IV-D Limitation and Future directions
While PolypDB represents a significant step forward, there are limitations that warrant further exploration. For example, the dataset, while large and diverse, may still not capture the full range of variability encountered in global clinical practice. Future work could involve expanding the dataset to include more centers, imaging systems, and patient demographics. Additionally, while the current study provides a strong benchmark for segmentation and detection, there is room for improvement in addressing specific challenges, such as detecting diminutive and flat polyps, which remain difficult even for state-of-the-art models.

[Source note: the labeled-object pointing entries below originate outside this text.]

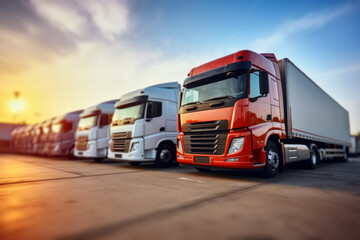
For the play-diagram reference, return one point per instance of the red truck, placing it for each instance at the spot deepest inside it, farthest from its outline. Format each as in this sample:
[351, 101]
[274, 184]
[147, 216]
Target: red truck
[251, 111]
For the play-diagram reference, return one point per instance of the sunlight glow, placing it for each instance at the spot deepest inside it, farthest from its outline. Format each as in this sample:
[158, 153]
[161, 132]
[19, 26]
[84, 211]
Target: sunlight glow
[17, 105]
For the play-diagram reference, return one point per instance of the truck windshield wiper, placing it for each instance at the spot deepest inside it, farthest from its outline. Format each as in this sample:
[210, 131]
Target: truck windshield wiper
[197, 102]
[221, 97]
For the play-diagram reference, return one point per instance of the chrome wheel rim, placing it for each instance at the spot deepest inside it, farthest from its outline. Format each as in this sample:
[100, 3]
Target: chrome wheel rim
[273, 160]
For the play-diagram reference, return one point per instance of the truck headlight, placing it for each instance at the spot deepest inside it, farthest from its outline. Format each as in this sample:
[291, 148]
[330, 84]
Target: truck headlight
[236, 144]
[179, 145]
[134, 147]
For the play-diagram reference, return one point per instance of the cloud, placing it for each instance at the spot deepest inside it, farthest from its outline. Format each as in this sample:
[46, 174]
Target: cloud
[25, 38]
[61, 14]
[108, 17]
[310, 21]
[343, 71]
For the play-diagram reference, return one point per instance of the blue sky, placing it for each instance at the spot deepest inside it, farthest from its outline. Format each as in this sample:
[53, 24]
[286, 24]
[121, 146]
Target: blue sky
[77, 53]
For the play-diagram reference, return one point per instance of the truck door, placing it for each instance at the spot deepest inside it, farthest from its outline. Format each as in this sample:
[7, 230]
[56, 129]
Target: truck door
[103, 131]
[259, 112]
[154, 124]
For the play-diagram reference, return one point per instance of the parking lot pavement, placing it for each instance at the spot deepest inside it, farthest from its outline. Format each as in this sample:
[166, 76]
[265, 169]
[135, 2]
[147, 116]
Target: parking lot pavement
[50, 198]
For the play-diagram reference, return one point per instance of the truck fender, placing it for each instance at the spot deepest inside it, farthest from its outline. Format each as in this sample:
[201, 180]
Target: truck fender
[166, 140]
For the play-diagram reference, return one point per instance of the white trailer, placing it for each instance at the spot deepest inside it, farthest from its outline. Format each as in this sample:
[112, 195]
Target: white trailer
[61, 140]
[144, 125]
[93, 132]
[355, 146]
[313, 119]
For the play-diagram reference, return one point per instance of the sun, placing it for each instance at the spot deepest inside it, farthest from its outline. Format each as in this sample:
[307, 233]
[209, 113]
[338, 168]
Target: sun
[17, 105]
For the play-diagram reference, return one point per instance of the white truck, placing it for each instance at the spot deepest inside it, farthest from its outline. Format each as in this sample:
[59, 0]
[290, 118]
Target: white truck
[144, 126]
[93, 134]
[62, 135]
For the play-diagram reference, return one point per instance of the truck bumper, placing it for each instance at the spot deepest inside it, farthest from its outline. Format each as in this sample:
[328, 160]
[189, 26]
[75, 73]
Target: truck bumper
[55, 149]
[91, 151]
[138, 155]
[243, 159]
[243, 162]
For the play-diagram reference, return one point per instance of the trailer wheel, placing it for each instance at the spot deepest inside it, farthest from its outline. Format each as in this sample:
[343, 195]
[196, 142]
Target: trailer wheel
[203, 169]
[314, 159]
[164, 155]
[346, 156]
[272, 164]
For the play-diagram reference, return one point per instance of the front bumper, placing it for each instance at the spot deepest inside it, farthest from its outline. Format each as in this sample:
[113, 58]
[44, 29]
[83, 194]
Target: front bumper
[244, 157]
[139, 155]
[91, 151]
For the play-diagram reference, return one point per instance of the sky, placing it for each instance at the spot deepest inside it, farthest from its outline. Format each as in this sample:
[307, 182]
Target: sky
[65, 55]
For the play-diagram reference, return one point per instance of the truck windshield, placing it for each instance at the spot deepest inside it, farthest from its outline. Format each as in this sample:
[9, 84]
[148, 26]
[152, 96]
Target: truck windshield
[56, 128]
[134, 112]
[87, 122]
[228, 87]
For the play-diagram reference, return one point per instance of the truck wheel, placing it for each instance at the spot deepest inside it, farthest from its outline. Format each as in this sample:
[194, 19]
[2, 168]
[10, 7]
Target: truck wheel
[314, 160]
[98, 159]
[346, 156]
[134, 163]
[203, 169]
[272, 160]
[164, 155]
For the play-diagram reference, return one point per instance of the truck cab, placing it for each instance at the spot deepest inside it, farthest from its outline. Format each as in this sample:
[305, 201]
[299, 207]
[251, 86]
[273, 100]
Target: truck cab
[143, 127]
[62, 135]
[93, 131]
[248, 111]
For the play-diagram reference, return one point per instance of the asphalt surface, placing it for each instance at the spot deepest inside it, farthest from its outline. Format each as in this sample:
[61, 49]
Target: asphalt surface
[52, 198]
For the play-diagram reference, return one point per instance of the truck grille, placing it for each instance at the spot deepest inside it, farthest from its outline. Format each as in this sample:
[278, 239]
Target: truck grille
[120, 142]
[81, 143]
[205, 137]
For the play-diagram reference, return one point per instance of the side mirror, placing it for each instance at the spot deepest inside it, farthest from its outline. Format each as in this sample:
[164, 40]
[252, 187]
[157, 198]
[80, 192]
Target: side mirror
[149, 112]
[264, 82]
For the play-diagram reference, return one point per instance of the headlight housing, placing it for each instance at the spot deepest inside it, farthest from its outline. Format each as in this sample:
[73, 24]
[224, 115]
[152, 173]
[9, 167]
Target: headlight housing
[236, 145]
[179, 145]
[134, 147]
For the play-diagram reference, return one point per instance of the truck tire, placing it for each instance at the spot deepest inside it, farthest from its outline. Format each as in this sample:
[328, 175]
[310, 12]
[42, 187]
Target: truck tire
[71, 155]
[272, 164]
[346, 156]
[203, 169]
[165, 154]
[313, 162]
[98, 159]
[134, 163]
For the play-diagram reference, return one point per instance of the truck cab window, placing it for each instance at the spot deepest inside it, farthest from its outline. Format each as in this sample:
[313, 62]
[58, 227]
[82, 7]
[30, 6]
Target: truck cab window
[104, 120]
[154, 109]
[254, 84]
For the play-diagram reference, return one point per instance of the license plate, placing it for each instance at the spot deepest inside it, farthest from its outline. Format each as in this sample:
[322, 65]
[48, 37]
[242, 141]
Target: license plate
[201, 159]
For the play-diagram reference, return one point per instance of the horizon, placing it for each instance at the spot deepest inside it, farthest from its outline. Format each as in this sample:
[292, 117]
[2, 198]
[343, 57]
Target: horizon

Despite the promising results, there are several areas for future exploration. The current models, while effective, could benefit from further refinement to enhance their robustness across all modalities. Integrating multi-modal learning, where models are trained simultaneously on multiple modalities, could improve performance by allowing the models to leverage complementary information from different imaging techniques. Additionally, incorporating real-time processing capabilities will be crucial for practical deployment in clinical settings. While this study focuses on segmentation accuracy, future work should also consider these models’ computational efficiency and speed to ensure they can be seamlessly integrated into endoscopic procedures. Finally, expanding the datasets used for training and validation, including more diverse patient populations and a wider range of polyp types, will help to ensure that these models generalize well across different clinical environments.
V Conclusion
In this paper, we introduced PolypDB, a multi-center and multi-modality polyp segmentation and detection dataset designed to improve the advancement of polyp detection and segmentation in colonoscopy. PolypDB, comprising 3,934 polyp images from diverse imaging modalities and multiple medical centers, addresses the critical need for robust and generalizable data in developing CAD systems. The dataset’s diversity, in terms of both imaging modalities and geographical locations, ensures that models trained on PolypDB can perform effectively across a wide range of clinical settings, thereby enhancing their applicability in real-world scenarios. Our extensive benchmarking of SOTA segmentation and detection models demonstrated that models like SSFormer-L and YOLOv10 achieved superior performance across multiple modalities, establishing strong baselines for future research. While our study highlights the significant potential of PolypDB, it also opens up avenues for future research, including expanding the dataset’s diversity and exploring novel model architectures to address the remaining challenges in polyp detection, particularly with diminutive and flat polyps. In future research, we aim to develop a comprehensive video dataset that captures the dynamic aspects of polyp detection and segmentation during real-time colonoscopy procedures. This dataset will feature complete video sequences from multiple centers and modalities, offering richer temporal and contextual information.
Acknowledgment
This project is supported by NIH funding: R01-CA246704, R01-CA240639, U01-DK127384-02S1, and U01-CA268808.
References
- [1]H.Sung, J.Ferlay, R.L. Siegel, M.Laversanne, I.Soerjomataram, A.Jemal, and F.Bray, “Global Cancer Statistics 2020: GLOBOCAN Estimates of Incidence and Mortality Worldwide for 36 Cancers in 185 Countries,” CA: a cancer journal for clinicians, vol.71, no.3, pp. 209–249, 2021.
- [2]K.R. Yabroff, A.Mariotto, F.Tangka, J.Zhao, F.Islami, H.Sung, R.L. Sherman, S.J. Henley, A.Jemal, and E.M. Ward, “Annual Report to the Nation on the Status of Cancer, Part 2: Patient Economic Burden Associated With Cancer Care,” JNCI: Journal of the National Cancer Institute, vol. 113, no.12, pp. 1670–1682, 2021.
- [3]J.T. Hetzel, C.S. Huang, J.A. Coukos, K.Omstead, S.R. Cerda, S.Yang, M.J. O’brien, and F.A. Farraye, “Variation in the detection of serrated polyps in an average risk colorectal cancer screening cohort,” Official journal of the American College of Gastroenterology— ACG, vol. 105, no.12, pp. 2656–2664, 2010.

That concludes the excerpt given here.